When he wasn't in class, Mohammed appeared to spend his college years in a kind of self-imposed isolation — about five miles off campus on a residential, tree-lined street. He and the other Middle Eastern students rented several apartments and turned one into a mosque, according to Sammy Zitawi, a friend of Mohammed's at the time.
Mohammed's lab partner, Sammy Zitawi, also grew up in Kuwait and says the Mohammed he saw on the news is unrecognizable from the man he knew in the '80s. Zitawi says the Mohammed he knew was funny and jovial.

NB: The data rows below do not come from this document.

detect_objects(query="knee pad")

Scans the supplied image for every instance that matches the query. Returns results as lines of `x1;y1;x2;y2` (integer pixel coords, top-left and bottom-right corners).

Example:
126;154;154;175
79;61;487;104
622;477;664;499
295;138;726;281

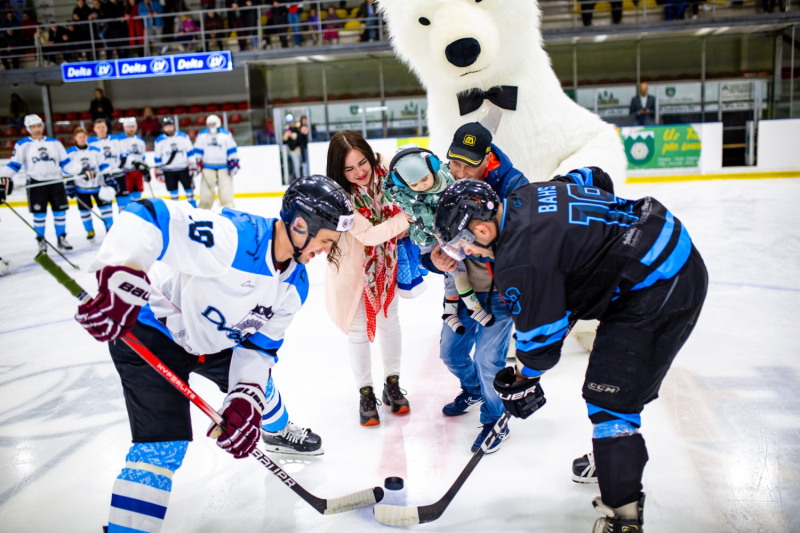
119;440;189;491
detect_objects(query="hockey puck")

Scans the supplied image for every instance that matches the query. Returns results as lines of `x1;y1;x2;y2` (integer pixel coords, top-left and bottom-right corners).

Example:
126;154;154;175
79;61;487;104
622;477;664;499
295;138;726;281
383;477;403;490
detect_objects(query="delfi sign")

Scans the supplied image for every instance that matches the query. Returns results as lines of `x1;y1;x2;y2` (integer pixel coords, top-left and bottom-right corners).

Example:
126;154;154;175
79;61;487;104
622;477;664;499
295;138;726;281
61;50;233;82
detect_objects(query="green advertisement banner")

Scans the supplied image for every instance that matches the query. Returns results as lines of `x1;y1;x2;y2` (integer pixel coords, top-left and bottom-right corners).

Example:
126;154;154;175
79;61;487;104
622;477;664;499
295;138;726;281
620;124;702;170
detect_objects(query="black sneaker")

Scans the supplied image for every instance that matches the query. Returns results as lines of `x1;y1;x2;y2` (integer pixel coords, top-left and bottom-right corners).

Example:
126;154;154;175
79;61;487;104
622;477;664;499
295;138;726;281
442;389;483;416
383;376;411;415
261;422;325;455
472;422;509;454
358;387;381;426
572;452;597;483
592;493;645;533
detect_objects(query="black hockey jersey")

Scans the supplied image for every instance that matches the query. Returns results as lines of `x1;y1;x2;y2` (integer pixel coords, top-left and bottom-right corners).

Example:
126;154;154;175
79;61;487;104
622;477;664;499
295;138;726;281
494;168;692;375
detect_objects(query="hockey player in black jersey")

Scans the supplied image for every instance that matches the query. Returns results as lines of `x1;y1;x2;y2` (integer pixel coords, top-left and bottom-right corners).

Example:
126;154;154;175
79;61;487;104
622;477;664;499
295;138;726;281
434;167;708;533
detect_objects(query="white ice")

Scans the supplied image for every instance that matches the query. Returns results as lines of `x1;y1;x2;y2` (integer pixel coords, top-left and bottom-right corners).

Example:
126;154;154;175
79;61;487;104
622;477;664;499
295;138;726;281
0;180;800;533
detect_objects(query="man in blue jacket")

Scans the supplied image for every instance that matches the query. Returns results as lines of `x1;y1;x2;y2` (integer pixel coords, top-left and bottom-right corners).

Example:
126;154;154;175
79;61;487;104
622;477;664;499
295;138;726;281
428;122;529;453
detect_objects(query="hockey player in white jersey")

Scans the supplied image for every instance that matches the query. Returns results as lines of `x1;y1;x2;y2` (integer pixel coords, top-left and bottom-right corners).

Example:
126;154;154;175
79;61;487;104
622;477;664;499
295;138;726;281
117;117;150;202
0;115;72;252
153;117;198;207
194;115;239;209
75;176;354;533
89;118;130;212
66;128;118;240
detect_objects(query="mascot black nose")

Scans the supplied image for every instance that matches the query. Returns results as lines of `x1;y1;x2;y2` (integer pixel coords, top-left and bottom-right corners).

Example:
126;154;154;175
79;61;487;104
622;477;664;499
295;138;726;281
444;37;481;67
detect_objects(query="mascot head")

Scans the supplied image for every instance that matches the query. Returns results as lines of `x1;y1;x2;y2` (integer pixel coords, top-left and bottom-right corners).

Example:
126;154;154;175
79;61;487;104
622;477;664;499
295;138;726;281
378;0;550;91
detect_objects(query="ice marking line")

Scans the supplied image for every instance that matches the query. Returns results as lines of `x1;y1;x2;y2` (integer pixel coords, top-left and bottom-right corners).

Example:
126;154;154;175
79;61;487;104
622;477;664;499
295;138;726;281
0;317;73;335
711;281;800;292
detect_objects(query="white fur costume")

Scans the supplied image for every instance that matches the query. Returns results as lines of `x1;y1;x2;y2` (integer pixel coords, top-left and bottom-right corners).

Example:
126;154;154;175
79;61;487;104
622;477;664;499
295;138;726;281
379;0;627;350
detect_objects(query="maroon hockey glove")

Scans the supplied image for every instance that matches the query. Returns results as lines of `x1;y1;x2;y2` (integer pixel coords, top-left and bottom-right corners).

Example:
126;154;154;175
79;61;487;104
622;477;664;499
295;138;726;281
494;366;547;418
206;383;267;459
75;266;151;342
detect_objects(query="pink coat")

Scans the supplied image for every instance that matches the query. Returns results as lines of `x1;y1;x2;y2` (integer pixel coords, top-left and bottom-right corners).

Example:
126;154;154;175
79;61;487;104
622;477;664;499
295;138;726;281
325;208;408;333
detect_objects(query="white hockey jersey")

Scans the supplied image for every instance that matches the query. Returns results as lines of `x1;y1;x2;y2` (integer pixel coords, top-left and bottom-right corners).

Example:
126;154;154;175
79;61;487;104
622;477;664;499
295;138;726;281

Mohammed's lab partner, Sammy Zitawi, also grew up in Kuwait and says the Mohammed he saw on the news is unrecognizable from the man he knew in the '80s. Zitawi says the Mohammed he knew was funny and jovial. Dianna Douglas/NPR
"They will just go there and get together and do the prayer and between prayers, if you have a homework problem, they help each other in studying and all this," said Zitawi, who was also Mohammed's mechanical engineering lab partner. "They stayed with friends they could blend with."
Friends they could "blend with" consisted of devout Muslims who avoided the kinds of things you come to expect in college.
"They wouldn't listen to music, they wouldn't play music," says Zitawi. "He wouldn't take a picture back then because they thought it was against religion."
While the young men around Mohammed lived in a world apart, it wasn't an austere existence. Every Friday and Saturday night Mohammed and the other Middle Eastern students used to get together for dinner. There would be prayers, homework and then little skits or a play. The men called it "The Friday Tonight Show."
Zitawi, who is a now a small businessman in Greensboro, says his friend, Khalid Sheikh Mohammed, was one of the stars. "This guy was funny, he could make you laugh," he said. "He could make fun out of anything."
Zitawi said the disheveled, balding Khalid Sheikh Mohammed who was photographed right after his capture in Pakistan looked nothing like what he remembered. The Khalid Sheikh Mohammed he knew was a small man, just 5-foot-4 and maybe 135 pounds. "He had a cute face with a beard. He had a long hair back then. That's why I didn't know him when he had less hair and no beard. They were talking Khalid Mohammed, I knew him as Khalid Sheikh."
Negative Experiences In America?
As much as he tried, Khalid Sheikh Mohammed couldn't wall himself off from America completely. In the summer of 1984, he was involved in a car accident. He had been driving with an expired license and was taken to the local jail in Greensboro.
The ceilings in the jail where Mohammed was held are low. The bars on the cells have been painted so often, they look thick. The inmates wear orange and red jumpsuits and leg irons.
Zitawi said his friends at A&T were hauled off to jail all the time. "There are so many reasons for them to take you downtown," he says. "For any reason they take you downtown."
Back then, Zitawi says the Middle Eastern students at A&T had the unfortunate tendency to view traffic laws as strictly optional. In fact, he says even he spent some time in jail — for speeding. "I felt like an animal being there," Zitawi says. "They lock you behind cages. I was so scared. Never again. It will never happen again. It gave me a good lesson."
Zitawi learned a lesson, but what did Khalid Sheikh Mohammed draw from his time in America? The conventional wisdom has long been that the best way to get people overseas to like the U.S. is to have them experience it for themselves. And yet, a recently released CIA report claims "Khalid Sheikh Mohammed's limited and negative experiences in the United States — including a short stay in jail — almost certainly helped propel him on his path to become a terrorist."
But the truth is, it seems that Mohammed never really experienced America. He kept himself apart and then found what he wanted to find. And it appeared Mohammed couldn't get out of America fast enough. He finished his engineering degree in two-and-a-half years.
Then he went Afghanistan — where he joined the mujahedeen.